NASA: The US Faces a "Mega-Drought" Not Seen in 1,000 Years

Scientists have bad news for West Coasters in the grips of the worst drought in decades: The worst is yet to come.
The record-shattering drought currently gripping California is a light crudité compared to the "mega-drought" that's expected to envelop the Southwest and Great Plains over the next 35 years, NASA revealed Thursday. The full study, ominously named "Unprecedented 21st century drought risk in the American Southwest and Central Plains," was published in Science Advances.


The study, compiled by scientists from the space agency, Cornell University and Columbia University, predicts an 80% chance that the Great Plains and the American Southwest will endure a major weather shift beginning in 2050, which could spark massive wildfires and water shortages if the current pace of climate change continues. 
Most alarming: The forecasted drought accompanying the weather shift could be of a severity not seen within the past 1,000 years.
"We really need to start thinking in longer-term horizons about how we're going to manage it," said study coauthor Toby R. Ault, per the Washington Post. "This is a slow-moving natural hazard that humans are used to dealing with and used to managing."
A mega-drought, which is a drought that lasts for several decades instead of the usual three years, causes ecological and agricultural damage on a planetary scale. "I was honestly surprised at just how dry the future is likely to be," Ault said at a press conference, according to Business Insider. "I look at these future mega-droughts like a slow-moving natural disaster. We have to put mega-droughts into the same category as other natural disasters that can be dealt with through risk management."
How did they figure this out? Scientists studied past droughts using tree rings to determine how much rain fell hundreds (and thousands) of years ago. They then ran that data through 17 computer models of potential future temperatures across North America, which then predicted this bleak outlook. 

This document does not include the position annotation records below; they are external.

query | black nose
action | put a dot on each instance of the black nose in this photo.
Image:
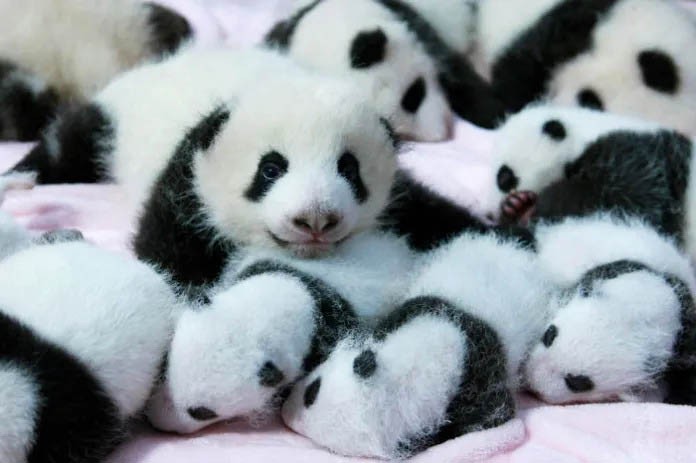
(202, 413)
(579, 383)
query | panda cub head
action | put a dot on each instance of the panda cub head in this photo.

"Natural droughts like the 1930s Dust Bowl and the current drought in the Southwest have historically lasted maybe a decade or a little less," said Ben Cook, a climate scientist at NASA's Goddard Institute for Space Studies, according to Business Insider. "What these results are saying is we're going to get a drought similar to those events, but it is probably going to last at least 30 to 35 years."

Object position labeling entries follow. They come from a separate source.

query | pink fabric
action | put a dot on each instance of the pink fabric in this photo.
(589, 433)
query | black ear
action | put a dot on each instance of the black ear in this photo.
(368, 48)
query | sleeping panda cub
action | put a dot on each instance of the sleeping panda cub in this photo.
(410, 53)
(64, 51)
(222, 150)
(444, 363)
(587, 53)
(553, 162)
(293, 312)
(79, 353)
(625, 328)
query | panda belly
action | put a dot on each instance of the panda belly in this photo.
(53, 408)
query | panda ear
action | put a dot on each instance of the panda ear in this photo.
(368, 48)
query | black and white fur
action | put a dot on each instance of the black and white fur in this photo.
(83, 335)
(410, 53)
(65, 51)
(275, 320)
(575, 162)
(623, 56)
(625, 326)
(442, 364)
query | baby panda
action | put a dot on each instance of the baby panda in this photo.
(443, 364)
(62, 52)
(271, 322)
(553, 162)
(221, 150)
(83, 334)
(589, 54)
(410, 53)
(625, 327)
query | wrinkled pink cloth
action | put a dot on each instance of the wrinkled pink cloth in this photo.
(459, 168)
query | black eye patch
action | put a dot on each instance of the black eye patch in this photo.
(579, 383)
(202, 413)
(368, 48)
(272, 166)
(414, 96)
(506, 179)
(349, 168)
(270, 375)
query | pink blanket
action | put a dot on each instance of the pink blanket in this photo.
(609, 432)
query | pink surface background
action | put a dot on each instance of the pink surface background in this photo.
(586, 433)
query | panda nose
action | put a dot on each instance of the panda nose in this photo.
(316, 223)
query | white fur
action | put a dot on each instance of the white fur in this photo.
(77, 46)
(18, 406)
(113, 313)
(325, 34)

This could change. The predictions are dire, but not exact. Weather patterns could change directions, global warming could be mitigated and even just one El Niño out West could disrupt a season of drought in the entire region. Still, a drought of some sort is certain.
"We are the first to do this kind of quantitative comparison between the projections and the distant past, and the story is a bit bleak," said Jason Smerdon, another of the study's authors and a climate scientist from Columbia University, according to Business Insider. "Even when selecting for the worst mega-drought-dominated period, the 21st century projections make the mega-droughts seem like quaint walks through the Garden of Eden."